Open quentinmit opened 4 years ago
This would indeed be very cool! Would you be interested in implementing that and making a pull request? I can provide help and guidance.
I don't know Rust at all so it might be quite difficult. It looks like I would need to change find_zoomlevel
to find_zoomlevels
and return a list of all zoom levels less than or equal to the desired zoom level, and then after a fetch of one zoom level finishes with one or more missing tiles, start over again with a new canvas at the next-smaller zoom level (optimally only downloading tiles that overlap with the missing tiles), then imageops::resize
that up to the larger size, and then imageops::overlay
the two canvases together. (And potentially, repeat this for the next-larger zoom level until all the gaps are filled.)

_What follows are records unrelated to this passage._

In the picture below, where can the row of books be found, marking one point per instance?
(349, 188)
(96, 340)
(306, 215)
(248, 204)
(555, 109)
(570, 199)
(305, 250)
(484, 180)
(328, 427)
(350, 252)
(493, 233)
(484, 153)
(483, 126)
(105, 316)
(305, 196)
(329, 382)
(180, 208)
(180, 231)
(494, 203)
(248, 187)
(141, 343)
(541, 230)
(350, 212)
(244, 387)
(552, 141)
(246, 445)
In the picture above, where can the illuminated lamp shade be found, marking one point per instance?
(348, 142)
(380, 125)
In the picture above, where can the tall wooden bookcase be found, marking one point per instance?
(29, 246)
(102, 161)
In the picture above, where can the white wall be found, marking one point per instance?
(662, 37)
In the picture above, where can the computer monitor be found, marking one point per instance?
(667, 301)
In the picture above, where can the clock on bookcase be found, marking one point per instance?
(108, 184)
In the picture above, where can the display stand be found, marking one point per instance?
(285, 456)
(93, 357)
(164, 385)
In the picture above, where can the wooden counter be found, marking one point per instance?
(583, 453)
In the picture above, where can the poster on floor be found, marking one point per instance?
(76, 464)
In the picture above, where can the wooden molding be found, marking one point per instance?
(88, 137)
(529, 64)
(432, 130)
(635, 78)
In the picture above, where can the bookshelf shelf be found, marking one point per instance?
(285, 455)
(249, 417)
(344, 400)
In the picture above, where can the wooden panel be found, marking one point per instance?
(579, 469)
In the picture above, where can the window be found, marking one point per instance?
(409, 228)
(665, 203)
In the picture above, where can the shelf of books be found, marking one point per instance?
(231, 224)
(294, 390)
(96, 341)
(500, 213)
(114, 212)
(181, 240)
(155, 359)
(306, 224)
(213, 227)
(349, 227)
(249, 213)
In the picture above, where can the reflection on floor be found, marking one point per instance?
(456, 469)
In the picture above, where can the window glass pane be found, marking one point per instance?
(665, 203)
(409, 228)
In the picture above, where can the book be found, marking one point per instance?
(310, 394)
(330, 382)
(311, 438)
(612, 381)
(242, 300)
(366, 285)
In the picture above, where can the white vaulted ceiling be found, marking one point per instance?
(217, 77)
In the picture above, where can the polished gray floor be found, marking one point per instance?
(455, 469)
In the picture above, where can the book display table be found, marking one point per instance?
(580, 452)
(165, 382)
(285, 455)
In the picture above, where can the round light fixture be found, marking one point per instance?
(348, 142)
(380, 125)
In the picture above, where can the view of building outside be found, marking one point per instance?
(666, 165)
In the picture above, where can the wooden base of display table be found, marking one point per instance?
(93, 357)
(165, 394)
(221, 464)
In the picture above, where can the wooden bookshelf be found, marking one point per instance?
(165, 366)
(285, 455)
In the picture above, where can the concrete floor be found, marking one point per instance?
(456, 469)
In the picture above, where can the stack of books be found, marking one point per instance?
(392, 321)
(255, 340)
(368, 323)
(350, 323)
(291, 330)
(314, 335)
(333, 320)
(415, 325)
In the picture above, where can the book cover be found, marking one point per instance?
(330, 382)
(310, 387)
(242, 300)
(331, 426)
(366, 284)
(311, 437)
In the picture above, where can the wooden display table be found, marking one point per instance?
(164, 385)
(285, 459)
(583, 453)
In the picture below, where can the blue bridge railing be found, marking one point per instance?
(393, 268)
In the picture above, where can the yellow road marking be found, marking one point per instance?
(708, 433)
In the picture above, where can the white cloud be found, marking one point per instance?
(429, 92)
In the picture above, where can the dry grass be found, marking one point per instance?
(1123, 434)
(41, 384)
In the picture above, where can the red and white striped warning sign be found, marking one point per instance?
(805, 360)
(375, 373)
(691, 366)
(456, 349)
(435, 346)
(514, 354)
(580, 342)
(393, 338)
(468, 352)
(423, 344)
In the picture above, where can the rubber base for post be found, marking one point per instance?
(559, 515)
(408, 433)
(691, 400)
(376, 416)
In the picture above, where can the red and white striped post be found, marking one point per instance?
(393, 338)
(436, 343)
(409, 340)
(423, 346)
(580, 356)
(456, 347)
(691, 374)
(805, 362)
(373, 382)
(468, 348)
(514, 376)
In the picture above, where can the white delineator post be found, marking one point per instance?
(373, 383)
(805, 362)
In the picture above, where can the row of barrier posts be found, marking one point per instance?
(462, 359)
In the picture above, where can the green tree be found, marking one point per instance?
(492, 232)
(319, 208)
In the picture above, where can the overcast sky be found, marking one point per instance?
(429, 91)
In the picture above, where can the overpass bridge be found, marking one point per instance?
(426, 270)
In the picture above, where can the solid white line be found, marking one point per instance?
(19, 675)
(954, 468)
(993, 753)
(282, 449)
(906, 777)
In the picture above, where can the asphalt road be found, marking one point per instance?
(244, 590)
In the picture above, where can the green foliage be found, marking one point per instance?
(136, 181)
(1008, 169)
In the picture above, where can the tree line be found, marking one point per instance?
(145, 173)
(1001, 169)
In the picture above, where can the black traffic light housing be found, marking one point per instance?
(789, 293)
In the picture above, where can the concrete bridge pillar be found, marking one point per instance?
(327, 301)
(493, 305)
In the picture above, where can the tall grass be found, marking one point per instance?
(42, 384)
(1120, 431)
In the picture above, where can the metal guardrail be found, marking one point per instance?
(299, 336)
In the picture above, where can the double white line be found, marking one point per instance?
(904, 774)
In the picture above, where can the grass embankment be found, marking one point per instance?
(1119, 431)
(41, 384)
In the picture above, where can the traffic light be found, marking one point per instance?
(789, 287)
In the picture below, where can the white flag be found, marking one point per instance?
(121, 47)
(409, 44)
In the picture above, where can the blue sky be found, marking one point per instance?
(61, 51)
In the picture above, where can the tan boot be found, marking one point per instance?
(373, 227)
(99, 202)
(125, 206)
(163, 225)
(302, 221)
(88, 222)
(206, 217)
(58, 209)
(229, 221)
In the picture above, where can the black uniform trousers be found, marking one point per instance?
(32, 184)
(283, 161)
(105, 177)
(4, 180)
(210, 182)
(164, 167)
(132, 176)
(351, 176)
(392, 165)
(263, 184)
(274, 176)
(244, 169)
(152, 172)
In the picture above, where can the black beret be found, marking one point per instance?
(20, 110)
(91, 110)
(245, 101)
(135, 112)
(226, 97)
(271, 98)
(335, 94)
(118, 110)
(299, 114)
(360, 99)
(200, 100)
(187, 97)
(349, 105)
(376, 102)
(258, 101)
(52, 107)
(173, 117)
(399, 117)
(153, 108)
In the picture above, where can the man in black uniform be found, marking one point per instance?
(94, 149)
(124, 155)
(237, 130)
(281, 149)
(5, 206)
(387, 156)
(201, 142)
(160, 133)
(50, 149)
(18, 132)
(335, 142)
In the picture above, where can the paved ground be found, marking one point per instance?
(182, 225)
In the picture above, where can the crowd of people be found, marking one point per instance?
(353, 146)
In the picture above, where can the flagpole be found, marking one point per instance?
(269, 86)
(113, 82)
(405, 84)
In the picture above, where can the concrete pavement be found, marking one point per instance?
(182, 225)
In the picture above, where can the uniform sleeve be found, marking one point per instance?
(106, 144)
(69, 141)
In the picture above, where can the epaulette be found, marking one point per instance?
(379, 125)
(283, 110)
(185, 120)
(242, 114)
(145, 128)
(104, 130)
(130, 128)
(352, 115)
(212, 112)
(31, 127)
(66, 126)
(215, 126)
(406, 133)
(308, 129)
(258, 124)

I think it's probably important to draw the next zoom level to a canvas instead of just trying to resize and clip a single tile, because resizing the tiles separately could produce artifacts at tile edges.
Yes, all of these steps make sense.
Ideally we would break up the huge dezoomify function that currently drives the whole dezoomifying process. We could have a function that accepts a zoom level, a canvas, and the coordinates of the rectangle to fill, and call it repetitively : initially with a rectangle covering the whole image, then with the same canvas and only the missing rectangles, until we have no missing rectangles or no more zoom levels. This represents a consequent amount of work, but would also make it very easy to then implement seemingly unrelated features such as downloading only a small region of an image.
Sometimes there is something wrong upstream and one or more tiles are missing:
It would be really nice if dezoomify-rs could fill in the missing tile with an upscaled version of the next lower zoom, instead of the current black square.